La tecnología es un instrumento de intermediación entre el hombre y la sociedad. Su estructura y funcionamiento condicionan las relaciones personales y configuran el tejido social. Esta influencia muchas veces pasa desapercibida, y al poner la atención en los efectos directos de usos concretos de la tecnología se olvida que su impacto más importante se relaciona con cómo su diseño repercute en la configuración de la sociedad. En el fondo, la tecnología afecta a todos, incluso a los pocos que piensan que no tienen relación directa con la misma.
A la hora de evaluar estos cambios sociales hemos pasado de la utopía al apocalipsis, influidos durante años más por las sensaciones que por la información disponible. Información que, a pesar de su abundancia, es paradójicamente insuficiente en lo que afecta a los efectos sociales del uso de la tecnología, entre otras cosas por la opacidad de las plataformas. Sin embargo, cada vez son más las publicaciones que, a partir de nuevas investigaciones psicológicas y biológicas, advierten de las consecuencias negativas del abuso de las pantallas desde edades tempranas, en lo que Jonathan Haidt califica, en su último libro La generación ansiosa, como una auténtica emergencia de salud pública que afecta a los adolescentes, asfixiados por su desarrollo en un mundo virtual con escasas interacciones con personas de carne y hueso.
Entre estas emergencias, una de la más señaladas tiene que ver con el impacto de las redes en la democracia, en general, y en las elecciones en particular. Desde el triunfo de Donald Trump en los comicios norteamericanos de 2016, y como consecuencia del creciente protagonismo del uso de la tecnología en campaña, voces como la de la Premio Nobel filipina Maria Ressa nos advierten de que podemos estar viviendo los últimos momentos de la democracia.
Pero el pánico, espontáneo o generado por distintos intereses, puede servir muchas veces para provocar una parálisis o generar respuestas inadecuadas, que pueden resultar mucho más peligrosas que aquellas amenazas que pretenden prevenir. De ahí la necesidad de conocer lo mejor posible no solo los efectos, directos o indirectos, del uso de las distintas herramientas tecnológicas en política, sino también los efectos de las medidas que se van poniendo en marcha para ofrecer una respuesta. En ambos casos, la información en general y la proporcionada por las plataformas en particular resulta indispensable.
Por ello, llama la atención la colaboración iniciada en el año 2020 entre Meta —la empresa matriz de Facebook, Instagram y WhatsApp— y un grupo de 30 académicos de universidades de Estados Unidos y que ha empezado a dar resultado en forma de informes y artículos académicos. El último, publicado recientemente, concluye que el hecho de que una persona se desconecte temporalmente de las redes disminuye, al mismo tiempo, tanto su tendencia a creer en bulos como su conocimiento político.
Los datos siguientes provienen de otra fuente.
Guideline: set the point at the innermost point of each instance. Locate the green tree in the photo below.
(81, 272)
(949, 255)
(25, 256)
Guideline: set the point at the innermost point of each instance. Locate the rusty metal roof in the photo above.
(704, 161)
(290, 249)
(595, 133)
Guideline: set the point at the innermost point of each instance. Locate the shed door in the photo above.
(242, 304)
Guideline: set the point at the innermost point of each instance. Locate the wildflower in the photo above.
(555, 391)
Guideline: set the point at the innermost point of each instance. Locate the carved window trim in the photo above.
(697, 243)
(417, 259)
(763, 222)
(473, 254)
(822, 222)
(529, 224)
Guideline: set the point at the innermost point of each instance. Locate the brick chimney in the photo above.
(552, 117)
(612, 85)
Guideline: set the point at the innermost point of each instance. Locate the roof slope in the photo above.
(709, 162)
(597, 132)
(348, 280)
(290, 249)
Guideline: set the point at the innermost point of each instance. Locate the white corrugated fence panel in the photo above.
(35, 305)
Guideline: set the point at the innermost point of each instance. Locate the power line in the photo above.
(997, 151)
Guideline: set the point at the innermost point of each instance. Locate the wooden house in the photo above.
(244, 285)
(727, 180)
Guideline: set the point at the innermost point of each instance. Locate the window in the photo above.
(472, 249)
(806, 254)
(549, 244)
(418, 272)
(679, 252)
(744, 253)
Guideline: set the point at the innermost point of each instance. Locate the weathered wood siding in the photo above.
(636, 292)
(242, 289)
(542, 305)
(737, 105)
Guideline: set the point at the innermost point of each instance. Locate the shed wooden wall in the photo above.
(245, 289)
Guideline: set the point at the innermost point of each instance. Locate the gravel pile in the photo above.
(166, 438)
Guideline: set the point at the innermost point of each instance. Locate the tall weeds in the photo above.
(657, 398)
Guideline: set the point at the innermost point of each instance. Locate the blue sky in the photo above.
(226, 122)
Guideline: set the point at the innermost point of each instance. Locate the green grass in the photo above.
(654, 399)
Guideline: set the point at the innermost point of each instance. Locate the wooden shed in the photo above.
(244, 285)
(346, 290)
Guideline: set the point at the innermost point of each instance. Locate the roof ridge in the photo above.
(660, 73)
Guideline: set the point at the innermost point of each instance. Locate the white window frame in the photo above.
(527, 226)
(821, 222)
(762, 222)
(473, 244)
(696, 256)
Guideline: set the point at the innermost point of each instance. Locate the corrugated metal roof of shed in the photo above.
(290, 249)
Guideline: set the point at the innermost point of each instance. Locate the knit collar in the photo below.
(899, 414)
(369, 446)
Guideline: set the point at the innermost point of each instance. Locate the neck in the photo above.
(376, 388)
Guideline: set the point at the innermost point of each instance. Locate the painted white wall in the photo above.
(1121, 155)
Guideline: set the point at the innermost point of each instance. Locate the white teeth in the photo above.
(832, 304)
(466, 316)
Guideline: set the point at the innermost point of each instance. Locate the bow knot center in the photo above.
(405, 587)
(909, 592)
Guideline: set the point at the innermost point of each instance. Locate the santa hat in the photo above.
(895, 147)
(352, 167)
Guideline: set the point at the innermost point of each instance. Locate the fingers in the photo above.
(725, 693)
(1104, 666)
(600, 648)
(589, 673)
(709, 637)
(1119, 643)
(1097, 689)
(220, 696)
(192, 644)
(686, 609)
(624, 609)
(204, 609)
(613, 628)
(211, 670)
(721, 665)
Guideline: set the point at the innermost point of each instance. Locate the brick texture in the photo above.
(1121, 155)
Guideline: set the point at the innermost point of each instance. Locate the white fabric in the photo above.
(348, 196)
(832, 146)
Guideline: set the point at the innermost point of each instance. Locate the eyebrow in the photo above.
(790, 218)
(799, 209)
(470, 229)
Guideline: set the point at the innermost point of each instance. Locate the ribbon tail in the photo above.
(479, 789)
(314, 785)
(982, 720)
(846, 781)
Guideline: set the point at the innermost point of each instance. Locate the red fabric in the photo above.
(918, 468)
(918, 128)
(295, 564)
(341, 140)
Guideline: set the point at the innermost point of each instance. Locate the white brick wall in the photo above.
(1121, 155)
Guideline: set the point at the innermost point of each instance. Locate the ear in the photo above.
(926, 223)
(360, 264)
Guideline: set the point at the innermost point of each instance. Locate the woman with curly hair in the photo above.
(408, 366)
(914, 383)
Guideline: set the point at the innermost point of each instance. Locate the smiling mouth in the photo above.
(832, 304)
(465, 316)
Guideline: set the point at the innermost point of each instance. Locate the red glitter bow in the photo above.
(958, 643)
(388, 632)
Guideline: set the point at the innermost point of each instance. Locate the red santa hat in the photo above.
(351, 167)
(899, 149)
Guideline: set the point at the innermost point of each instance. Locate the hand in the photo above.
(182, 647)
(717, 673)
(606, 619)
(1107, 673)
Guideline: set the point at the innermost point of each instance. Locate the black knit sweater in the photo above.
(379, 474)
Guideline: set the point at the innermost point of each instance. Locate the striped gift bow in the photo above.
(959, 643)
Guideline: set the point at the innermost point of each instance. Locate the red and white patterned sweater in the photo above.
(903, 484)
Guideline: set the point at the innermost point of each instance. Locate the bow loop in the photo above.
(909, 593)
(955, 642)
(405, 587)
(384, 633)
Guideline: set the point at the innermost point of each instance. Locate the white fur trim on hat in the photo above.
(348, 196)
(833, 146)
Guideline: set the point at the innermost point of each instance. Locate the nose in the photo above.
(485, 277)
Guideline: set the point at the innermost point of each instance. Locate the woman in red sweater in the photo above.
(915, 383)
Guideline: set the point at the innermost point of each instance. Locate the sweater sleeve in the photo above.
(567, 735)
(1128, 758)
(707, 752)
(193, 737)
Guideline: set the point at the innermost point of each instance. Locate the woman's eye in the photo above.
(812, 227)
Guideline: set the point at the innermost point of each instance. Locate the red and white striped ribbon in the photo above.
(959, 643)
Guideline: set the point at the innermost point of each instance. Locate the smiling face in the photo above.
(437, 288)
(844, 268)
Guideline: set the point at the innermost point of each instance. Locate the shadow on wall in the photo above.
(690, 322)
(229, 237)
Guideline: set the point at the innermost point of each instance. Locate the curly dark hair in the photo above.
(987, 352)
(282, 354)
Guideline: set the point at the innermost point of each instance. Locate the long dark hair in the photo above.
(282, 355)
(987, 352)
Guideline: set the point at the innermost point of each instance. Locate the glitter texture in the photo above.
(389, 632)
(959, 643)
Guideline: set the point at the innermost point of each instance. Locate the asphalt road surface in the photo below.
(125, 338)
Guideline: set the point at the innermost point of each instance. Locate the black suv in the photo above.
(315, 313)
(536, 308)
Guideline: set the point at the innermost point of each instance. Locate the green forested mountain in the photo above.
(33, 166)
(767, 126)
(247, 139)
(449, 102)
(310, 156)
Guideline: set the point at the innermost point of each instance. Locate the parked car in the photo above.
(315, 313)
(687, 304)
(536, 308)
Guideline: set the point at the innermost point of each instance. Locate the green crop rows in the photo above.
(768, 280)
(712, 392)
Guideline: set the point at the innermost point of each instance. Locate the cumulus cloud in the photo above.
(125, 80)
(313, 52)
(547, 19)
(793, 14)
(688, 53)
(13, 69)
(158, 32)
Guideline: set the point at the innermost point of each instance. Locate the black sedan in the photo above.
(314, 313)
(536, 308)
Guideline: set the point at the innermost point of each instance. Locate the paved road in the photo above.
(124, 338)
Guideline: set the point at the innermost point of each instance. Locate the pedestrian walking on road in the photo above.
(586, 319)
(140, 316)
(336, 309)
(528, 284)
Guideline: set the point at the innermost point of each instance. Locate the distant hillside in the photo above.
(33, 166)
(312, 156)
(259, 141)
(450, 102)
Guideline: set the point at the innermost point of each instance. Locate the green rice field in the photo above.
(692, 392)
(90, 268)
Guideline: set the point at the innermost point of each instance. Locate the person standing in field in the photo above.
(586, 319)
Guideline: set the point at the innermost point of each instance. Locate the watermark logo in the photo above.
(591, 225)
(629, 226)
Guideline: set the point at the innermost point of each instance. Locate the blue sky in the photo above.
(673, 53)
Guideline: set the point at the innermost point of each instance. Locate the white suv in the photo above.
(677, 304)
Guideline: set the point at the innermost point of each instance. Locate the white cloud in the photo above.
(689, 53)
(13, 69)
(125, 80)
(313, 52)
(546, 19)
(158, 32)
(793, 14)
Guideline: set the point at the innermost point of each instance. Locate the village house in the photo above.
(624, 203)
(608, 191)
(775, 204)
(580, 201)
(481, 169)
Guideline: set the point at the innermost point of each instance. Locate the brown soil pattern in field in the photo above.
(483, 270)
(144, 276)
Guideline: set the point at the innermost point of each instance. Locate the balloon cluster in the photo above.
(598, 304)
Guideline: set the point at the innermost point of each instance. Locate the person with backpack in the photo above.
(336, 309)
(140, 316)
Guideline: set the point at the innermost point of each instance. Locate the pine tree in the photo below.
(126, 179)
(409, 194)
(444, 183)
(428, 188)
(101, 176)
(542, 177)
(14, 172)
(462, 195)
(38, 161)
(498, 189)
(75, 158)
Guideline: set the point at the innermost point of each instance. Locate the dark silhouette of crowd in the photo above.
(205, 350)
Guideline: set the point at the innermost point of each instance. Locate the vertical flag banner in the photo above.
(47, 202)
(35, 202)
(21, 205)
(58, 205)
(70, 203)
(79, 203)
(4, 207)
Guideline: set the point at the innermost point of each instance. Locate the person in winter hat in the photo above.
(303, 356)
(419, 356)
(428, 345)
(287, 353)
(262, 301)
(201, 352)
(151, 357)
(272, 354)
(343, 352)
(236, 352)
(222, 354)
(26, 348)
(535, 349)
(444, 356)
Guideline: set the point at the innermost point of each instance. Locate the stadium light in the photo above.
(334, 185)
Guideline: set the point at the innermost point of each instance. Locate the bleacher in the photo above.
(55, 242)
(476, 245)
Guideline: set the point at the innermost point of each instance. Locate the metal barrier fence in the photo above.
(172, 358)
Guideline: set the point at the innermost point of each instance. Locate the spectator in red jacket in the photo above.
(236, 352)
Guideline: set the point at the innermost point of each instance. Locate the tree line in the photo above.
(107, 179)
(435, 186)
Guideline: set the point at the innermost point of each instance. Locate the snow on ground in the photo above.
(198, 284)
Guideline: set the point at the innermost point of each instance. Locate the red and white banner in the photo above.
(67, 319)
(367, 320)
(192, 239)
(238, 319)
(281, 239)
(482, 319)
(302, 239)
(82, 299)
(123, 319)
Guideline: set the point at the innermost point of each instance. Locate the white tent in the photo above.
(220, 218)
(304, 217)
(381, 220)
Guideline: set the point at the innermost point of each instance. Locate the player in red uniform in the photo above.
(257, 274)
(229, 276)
Sin embargo, afecta muy levemente a sus opiniones en el momento electoral, ya sean la visión negativa sobre partidos opuestos o hasta qué punto dan credibilidad a las quejas por fraude electoral. Algunos expertos señalan que, a pesar de que el efecto es escaso, las redes podrían influir en el resultado de unas elecciones ajustadas.
De forma más general, aunque estos resultados reflejan cambios en el comportamiento personal, podrían tener efectos sociales. Como con muchas otras cosas de la vida, tomar distancia durante un tiempo puede servir para hacernos conscientes de la realidad y desvincularnos de algunos de los efectos de nuestra relación de dependencia con la tecnología: la infoxicación; la necesidad informativa en tiempo real, que prima la novedad sobre la certeza; la tendencia a compartir nuestra condición de sobreinformados y el exhibicionismo moral de posicionarnos ante todos y cada uno de los asuntos que aparecen en la agenda pública, aunque ocurra a miles de kilómetros y en un ámbito que, segundos antes, nos resultaba completamente ajeno.
Más allá de estas consecuencias, sorprende ver cómo, pese a lo que pudiera parecer, el impacto de la desconexión de Facebook en las ideas políticas es superior a la de Instagram, donde parece no tener efecto. Pero sorprende aún más un dato que encontramos en la metodología. De 10,6 millones de invitados a participar en el experimento, que suponía una remuneración de 162 euros, solo el 0,2 % en Facebook y el 0,6 % en Instagram se ofrecieron para desactivar sus cuentas seis semanas. Si bien parece que vivir sin red puede resultar beneficioso para la salud, y además mejorar la democracia, no parece que estemos muy dispuestos a hacerlo.
RAFA RUBIO
Catedrático de Derecho Constitucional en la Universidad Complutense.
Publicado en Alfa y Omega el 23.5.2024.